Up to 90% of surgeries for thyroid cancer involve total thyroidectomies where the entire gland is removed. More conservative options involve a “lumpectomy” or “lobectomy” where only part or half of the thyroid is excised. The debate among physicians is over which surgical approach provides the best outcome for patient survival and quality of life.

One study in 2006 from Northwestern University in Chicago, Illinois looked at the results from more than 50,000 thyroid cancer patients who had surgery in 1985 to 1998. The researchers found that tumor size was critical in determining the best surgical choice.

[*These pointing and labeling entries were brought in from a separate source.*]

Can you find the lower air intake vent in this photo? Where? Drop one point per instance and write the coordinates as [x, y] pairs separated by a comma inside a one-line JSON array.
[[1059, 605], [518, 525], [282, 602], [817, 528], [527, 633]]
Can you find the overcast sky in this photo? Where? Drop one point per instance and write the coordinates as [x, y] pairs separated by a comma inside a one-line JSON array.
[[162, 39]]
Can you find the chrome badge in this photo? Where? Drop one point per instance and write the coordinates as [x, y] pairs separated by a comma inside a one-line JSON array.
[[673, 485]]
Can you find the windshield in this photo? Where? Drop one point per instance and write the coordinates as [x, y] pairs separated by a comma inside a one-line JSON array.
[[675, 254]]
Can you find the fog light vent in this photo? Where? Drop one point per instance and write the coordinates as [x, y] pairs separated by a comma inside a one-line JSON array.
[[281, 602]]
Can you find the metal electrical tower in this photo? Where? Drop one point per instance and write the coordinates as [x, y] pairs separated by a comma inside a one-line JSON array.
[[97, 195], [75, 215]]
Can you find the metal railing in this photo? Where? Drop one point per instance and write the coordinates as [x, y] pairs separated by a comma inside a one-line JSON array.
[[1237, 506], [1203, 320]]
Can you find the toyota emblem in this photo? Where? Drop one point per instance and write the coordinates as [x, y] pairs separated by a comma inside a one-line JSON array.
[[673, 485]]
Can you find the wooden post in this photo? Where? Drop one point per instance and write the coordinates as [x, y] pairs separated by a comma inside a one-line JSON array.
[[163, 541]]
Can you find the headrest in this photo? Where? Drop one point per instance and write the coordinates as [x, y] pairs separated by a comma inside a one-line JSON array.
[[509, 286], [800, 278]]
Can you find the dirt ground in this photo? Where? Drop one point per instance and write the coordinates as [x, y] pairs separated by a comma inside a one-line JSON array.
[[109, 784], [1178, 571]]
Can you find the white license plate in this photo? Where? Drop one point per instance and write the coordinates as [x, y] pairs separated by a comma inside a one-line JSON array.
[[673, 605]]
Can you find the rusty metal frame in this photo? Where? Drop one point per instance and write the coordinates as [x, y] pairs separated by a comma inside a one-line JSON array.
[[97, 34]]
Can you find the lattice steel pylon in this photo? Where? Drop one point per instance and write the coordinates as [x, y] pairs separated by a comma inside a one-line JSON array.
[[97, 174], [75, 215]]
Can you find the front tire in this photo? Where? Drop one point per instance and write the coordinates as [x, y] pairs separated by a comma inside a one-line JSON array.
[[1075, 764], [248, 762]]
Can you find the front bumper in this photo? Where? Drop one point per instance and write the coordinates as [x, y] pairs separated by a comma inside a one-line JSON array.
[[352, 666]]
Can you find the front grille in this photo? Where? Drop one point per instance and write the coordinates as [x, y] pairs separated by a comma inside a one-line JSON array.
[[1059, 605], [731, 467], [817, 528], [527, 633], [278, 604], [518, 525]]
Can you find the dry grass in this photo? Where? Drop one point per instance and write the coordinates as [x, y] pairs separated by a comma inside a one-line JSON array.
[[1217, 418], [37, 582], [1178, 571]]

For thyroid tumors less than one centimeter the extent of surgery—total or partial removal of the thyroid--did not affect patient long-term survival or tumor recurrence. But “total thyroidectomy results in lower recurrence rates and improved survival for papillary thyroid cancers greater or equal to one centimeter compared to lobectomy,” the authors concluded.

When small tumors are confined to one lobe, "there is no rationale for taking out the whole thyroid. You are punishing the patient, more or less, for their whole life," argues Dr. Ashok R. Shaha, a professor of surgery at Memorial Sloan-Kettering Cancer Center, quoted in the National Cancer Institute Bulletin.

The punishment, Dr. Shaha explains, is that patients who undergo total thyroidectomy require life long thyroid hormone replacement in addition to regular doctor visits to ensure the proper dosage.